Background Type I interferon (IFN-I) is strongly implicated in the pathogenesis of Systemic Lupus Erythematosus (SLE) and “interferonopathies” such as Aicardi-Goutieres Syndrome (AGS). A recently discovered DNA-activated IFN-I pathway, cyclic GMP-AMP (cGAMP) synthase (cGAS), which is crucial in viral immunity, has been linked to AGS and mouse models of SLE. Whether this pathway plays a role in human SLE is unknown.

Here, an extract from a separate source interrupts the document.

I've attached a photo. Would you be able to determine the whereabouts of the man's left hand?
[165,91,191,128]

Objectives Given the pivotal role played by interferon in the pathogenesis of SLE, our initial aim was to determine whether cGAS expression and subsequent cGAMP production contribute to IFN-I production in SLE. A further objective was to establish whether there is a specific disease phenotype associated with activation of this pathway.

Methods There were three phases to this work. Initially, we evaluated cGAS mRNA expression by QPCR from stored cDNA in 51 SLE patients and 20 normal controls. Peripheral blood mononuclear cells (PBMC) were obtained from a second cohort comprising 17 SLE patients, 10 RA patients and 9 healthy volunteers. Extracts from these PBMC were tested for cGAMP by a Multiple Reaction Monitoring (MRM) assay developed on a mass spectrometer coupled with Ultra-Performance Liquid Chromatogram (UPLC). In a third cohort, cGAS and cGAMP were examined in the same SLE patients (n=31). Disease activity was determined by SELENA-SLEDAI and organ involvement, serology and medications recorded. Categorical variables were compared using Fischer's exact test, mean data was compared using a t-test or the Wilcoxon Sum-Rank test for normal or non-normally distributed data respectively.

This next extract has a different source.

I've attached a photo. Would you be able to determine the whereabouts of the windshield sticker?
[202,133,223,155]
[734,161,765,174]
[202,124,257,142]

Results Phase 1 revealed that cGAS expression in PBMC was significantly higher in SLE patients (n=51) when compared to normal controls (n=20) (p=0.0045). cGAS expression positively correlated with IFN response gene (ISG) expression in SLE patients (p=1.8 x 10–5). When PBMC from healthy controls were incubated with IFN-I, cGAS mRNA increased in a dose response manner consistent with it being an IFN stimulated gene. Targeted measurement of cGAMP by mass spectrometery detected cGAMP in 14.6% (7/48) SLE patients but not in any of the normal (n=19) or RA (n=22) controls. Disease activity was significantly higher in SLE patients with cGAMP detected versus those in which it was not detected (SLEDAI=7.0, SD 5.09 versus 3.52, SD 2.78, p=0.0102).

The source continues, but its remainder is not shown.